President Ronald Reagan nominated James H. Billington as the 13th Librarian of Congress in 1987, and the U.S. Senate unanimously confirmed the appointment. Under Billington's leadership, the Library doubled the size of its analog collections from 85.5 million items in 1987 to more than 160 million items in 2014. At the same time, it established new programs and employed new technologies to, "get the champagne out of the bottle." These included: American Memory created in 1990, which became The National Digital Library in 1994, providing free access online to digitized American history and culture resources with curatorial explanations for K-12 education.

THOMAS.gov website launched in 1994 to provide free public access to U.S. federal legislative information with ongoing updates; and CONGRESS.gov website to provide a state-of-the-art framework for both Congress and the public in 2012; The National Book Festival, founded in 2000 with Laura Bush, has brought over 1000 authors and a million guests to the National Mall and the Washington Convention Center to celebrate reading.

With a major gift from David Rubenstein in 2013, the Library also established the Library of Congress Literacy Awards to recognize and support achievements in improving literacy in the U.S. and abroad; The Kluge Center, started with a grant of $60 million from John W. Kluge in 2000 to bring scholars and researchers from around the world to use Library resources and to interact with policymakers and the public.

It hosts public lectures and scholarly events, provides endowed Kluge fellowships, and awards The Kluge Prize for the Study of Humanity (now worth $1.5 million), the first Nobel-level international prize for lifetime achievement in the humanities and social sciences (subjects not included in the Nobel awards); Open World Leadership Center, established in 2000, administered 23,000 professional exchanges for emerging post-Soviet leaders in Russia, Ukraine and the other successor states of the former USSR by 2015. Open World began as a Library of Congress project, and later became an independent agency in the legislative branch.

The Veterans History Project, congressionally mandated in 2000 to collect, preserve, and make accessible the personal accounts of American war veterans from WWI to the present day; The National Audio-Visual Conservation Center, which opened in 2007 at a 45-acre site in Culpeper, Virginia with the largest private gift ever made to the Library (more than $150 million by the Packard Humanities Institute) and $82.1 million additional support from Congress.

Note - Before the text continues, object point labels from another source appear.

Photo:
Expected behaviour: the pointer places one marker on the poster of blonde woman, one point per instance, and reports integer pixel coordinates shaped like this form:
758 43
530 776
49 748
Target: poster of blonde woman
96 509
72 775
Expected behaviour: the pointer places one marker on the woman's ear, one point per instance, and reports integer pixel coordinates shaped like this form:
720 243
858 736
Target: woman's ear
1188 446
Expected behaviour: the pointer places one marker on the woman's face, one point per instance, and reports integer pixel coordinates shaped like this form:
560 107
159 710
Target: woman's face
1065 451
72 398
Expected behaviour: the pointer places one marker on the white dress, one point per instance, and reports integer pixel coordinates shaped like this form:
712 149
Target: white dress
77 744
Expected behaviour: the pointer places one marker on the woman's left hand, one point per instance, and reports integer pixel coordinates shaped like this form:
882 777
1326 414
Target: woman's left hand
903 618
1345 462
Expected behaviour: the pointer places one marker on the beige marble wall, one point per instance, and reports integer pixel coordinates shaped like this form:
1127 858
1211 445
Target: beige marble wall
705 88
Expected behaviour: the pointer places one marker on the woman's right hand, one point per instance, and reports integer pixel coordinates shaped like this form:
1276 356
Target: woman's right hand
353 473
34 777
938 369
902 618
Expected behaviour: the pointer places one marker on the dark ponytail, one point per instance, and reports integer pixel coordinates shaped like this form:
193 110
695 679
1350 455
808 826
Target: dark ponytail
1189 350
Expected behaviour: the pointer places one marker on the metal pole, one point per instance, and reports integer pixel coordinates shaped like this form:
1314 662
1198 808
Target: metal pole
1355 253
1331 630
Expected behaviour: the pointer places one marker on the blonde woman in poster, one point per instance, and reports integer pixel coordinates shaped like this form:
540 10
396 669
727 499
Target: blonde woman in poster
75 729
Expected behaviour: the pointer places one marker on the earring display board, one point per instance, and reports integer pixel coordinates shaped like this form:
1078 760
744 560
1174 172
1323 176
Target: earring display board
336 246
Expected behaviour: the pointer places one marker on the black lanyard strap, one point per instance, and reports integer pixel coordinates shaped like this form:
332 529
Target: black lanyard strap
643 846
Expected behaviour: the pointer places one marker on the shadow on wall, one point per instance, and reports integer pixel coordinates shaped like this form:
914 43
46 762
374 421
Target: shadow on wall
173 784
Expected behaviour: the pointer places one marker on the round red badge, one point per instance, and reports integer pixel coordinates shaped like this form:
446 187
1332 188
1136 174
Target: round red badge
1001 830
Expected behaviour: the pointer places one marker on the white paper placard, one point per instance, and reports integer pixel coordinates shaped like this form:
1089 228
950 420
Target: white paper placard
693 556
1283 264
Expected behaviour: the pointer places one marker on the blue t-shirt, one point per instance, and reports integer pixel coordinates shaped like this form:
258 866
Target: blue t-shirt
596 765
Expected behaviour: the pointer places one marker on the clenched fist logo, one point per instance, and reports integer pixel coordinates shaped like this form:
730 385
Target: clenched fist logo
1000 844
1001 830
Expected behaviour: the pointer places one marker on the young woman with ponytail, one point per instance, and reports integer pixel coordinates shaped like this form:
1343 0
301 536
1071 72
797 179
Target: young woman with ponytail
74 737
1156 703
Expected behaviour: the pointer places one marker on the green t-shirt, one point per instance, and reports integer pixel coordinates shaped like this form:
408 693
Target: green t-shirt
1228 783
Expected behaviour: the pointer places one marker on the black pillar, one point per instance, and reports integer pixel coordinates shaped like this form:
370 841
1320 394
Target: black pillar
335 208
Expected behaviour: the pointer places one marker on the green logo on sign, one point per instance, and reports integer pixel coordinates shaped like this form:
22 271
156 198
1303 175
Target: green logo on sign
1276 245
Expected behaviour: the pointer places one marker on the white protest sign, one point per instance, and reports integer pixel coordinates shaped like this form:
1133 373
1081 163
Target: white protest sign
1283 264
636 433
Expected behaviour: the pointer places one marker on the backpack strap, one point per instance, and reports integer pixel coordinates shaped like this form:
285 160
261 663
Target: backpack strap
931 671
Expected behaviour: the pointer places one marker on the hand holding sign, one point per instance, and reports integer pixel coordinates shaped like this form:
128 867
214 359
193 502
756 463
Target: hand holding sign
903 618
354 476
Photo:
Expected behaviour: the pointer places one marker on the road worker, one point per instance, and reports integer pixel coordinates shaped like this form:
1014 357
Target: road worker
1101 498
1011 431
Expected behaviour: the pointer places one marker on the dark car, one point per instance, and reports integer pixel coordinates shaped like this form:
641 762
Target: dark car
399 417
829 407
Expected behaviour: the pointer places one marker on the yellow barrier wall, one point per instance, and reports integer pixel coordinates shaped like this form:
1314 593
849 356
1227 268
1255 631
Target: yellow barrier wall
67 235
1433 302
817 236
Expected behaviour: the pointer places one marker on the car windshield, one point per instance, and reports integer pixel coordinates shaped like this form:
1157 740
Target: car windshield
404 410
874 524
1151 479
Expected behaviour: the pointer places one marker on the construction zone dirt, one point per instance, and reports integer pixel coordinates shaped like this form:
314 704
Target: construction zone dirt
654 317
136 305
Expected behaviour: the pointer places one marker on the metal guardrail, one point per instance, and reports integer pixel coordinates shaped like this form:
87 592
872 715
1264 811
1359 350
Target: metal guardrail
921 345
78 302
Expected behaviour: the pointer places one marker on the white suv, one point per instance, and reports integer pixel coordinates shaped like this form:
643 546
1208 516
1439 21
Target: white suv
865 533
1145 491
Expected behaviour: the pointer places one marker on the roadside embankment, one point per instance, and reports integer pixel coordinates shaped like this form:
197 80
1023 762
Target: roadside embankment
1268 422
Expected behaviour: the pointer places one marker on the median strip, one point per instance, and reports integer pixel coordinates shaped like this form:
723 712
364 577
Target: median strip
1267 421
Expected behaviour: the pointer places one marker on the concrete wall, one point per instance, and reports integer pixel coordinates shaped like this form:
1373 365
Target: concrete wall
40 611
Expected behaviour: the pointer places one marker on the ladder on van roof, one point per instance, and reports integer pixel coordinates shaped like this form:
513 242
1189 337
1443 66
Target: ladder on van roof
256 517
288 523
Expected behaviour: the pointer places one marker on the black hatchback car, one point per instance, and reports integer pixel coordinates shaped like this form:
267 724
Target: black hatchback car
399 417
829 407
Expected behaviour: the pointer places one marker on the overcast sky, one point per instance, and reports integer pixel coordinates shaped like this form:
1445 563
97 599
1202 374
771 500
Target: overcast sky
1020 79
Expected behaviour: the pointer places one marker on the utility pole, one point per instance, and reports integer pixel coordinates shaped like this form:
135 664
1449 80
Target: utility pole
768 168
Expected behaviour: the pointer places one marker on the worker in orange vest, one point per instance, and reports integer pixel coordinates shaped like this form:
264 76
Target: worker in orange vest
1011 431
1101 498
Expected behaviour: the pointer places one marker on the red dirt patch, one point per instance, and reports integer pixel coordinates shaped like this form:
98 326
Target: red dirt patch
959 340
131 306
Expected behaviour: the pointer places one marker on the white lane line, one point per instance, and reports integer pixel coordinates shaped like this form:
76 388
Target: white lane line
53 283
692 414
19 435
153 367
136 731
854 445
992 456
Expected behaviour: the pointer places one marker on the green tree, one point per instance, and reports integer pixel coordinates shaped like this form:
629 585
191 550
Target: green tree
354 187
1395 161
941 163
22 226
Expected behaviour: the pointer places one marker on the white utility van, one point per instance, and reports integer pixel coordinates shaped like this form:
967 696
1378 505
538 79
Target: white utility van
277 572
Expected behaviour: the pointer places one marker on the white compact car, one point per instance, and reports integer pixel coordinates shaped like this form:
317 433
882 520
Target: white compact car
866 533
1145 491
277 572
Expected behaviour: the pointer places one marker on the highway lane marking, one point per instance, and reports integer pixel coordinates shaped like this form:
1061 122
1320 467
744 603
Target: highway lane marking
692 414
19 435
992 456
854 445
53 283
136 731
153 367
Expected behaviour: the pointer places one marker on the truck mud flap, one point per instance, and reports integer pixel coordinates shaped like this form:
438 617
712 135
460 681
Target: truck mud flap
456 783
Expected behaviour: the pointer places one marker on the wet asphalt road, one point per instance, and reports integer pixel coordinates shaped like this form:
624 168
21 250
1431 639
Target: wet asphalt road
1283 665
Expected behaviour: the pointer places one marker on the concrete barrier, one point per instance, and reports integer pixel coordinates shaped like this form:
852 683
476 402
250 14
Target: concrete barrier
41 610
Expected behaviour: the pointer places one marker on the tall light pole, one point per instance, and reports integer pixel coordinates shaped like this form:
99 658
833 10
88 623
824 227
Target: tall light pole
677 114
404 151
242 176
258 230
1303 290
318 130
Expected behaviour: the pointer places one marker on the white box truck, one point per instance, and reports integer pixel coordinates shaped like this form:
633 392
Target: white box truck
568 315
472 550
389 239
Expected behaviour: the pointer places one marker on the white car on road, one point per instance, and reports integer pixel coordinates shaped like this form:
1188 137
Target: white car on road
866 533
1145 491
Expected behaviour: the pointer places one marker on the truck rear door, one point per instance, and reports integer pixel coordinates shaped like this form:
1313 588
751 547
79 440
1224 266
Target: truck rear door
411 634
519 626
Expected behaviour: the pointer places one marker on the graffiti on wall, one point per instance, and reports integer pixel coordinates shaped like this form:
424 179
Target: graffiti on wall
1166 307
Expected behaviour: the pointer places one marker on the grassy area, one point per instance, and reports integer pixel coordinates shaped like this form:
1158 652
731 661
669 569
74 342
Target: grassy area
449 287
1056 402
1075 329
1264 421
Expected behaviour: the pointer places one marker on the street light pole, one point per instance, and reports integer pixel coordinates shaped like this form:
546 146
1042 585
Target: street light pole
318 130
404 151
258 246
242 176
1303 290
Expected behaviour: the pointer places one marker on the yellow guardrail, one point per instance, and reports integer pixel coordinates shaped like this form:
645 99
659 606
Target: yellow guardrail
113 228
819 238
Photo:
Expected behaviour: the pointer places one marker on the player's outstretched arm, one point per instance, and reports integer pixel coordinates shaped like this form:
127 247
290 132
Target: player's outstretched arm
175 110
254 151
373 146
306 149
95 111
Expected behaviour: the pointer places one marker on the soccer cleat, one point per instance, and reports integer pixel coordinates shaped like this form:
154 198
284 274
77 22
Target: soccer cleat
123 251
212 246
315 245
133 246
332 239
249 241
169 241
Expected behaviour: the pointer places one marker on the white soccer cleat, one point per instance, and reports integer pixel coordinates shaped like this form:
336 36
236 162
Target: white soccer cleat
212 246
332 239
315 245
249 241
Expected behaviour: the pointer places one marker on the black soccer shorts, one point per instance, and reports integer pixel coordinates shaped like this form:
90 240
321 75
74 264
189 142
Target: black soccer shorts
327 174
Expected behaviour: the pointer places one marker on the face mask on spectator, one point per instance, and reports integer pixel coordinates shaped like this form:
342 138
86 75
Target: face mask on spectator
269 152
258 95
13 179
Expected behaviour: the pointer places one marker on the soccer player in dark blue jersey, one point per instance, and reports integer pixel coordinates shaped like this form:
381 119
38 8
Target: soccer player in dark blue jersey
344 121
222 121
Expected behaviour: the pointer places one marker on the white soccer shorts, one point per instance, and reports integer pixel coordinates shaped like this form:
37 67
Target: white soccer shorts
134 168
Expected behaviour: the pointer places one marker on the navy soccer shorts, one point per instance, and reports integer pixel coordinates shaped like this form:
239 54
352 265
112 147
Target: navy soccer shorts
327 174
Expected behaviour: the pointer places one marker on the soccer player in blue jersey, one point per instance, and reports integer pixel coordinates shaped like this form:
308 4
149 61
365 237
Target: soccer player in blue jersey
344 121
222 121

In 1988, The Library also established the National Film Preservation Board, a congressionally mandated National Film Preservation Board to select American films annually for preservation and inclusion in the new National Registry.

The Librarian named 650 films to the Registry by 2015; The Gershwin Prize for Popular Song, launched in 2007 to honor the work of an artist whose career reflects lifetime achievement in song composition. Winners have included Paul Simon, Stevie Wonder, Paul McCartney, Burt Bacharach and Hal David, Carole King, Billy Joel, and just-named Willie Nelson for November 2015.

The Library also launched the Living Legend Awards in 2000 to honor artists, activists, filmmakers, and others who have contributed to America's diverse cultural, scientific, and social heritage; The Fiction Prize (now the Library of Congress Prize for American Fiction) started in 2008 to recognize distinguished lifetime achievement in the writing of fiction. The World Digital Library, established in association with UNESCO and 181 partners in 81 countries in 2009, to make online copies of professionally curated primary materials of the world's varied cultures freely available in multiple languages.

National Jukebox launched in 2011 to provide streaming free online access to more than 10,000 out-of-print music and spoken word recordings. BARD in 2013, digital talking books mobile app for Braille and Audio Reading Downloads in partnership with the Library's National Library Service for the blind and physically handicapped, that enables free downloads of audio and Braille books to mobile devices via the Apple App Store.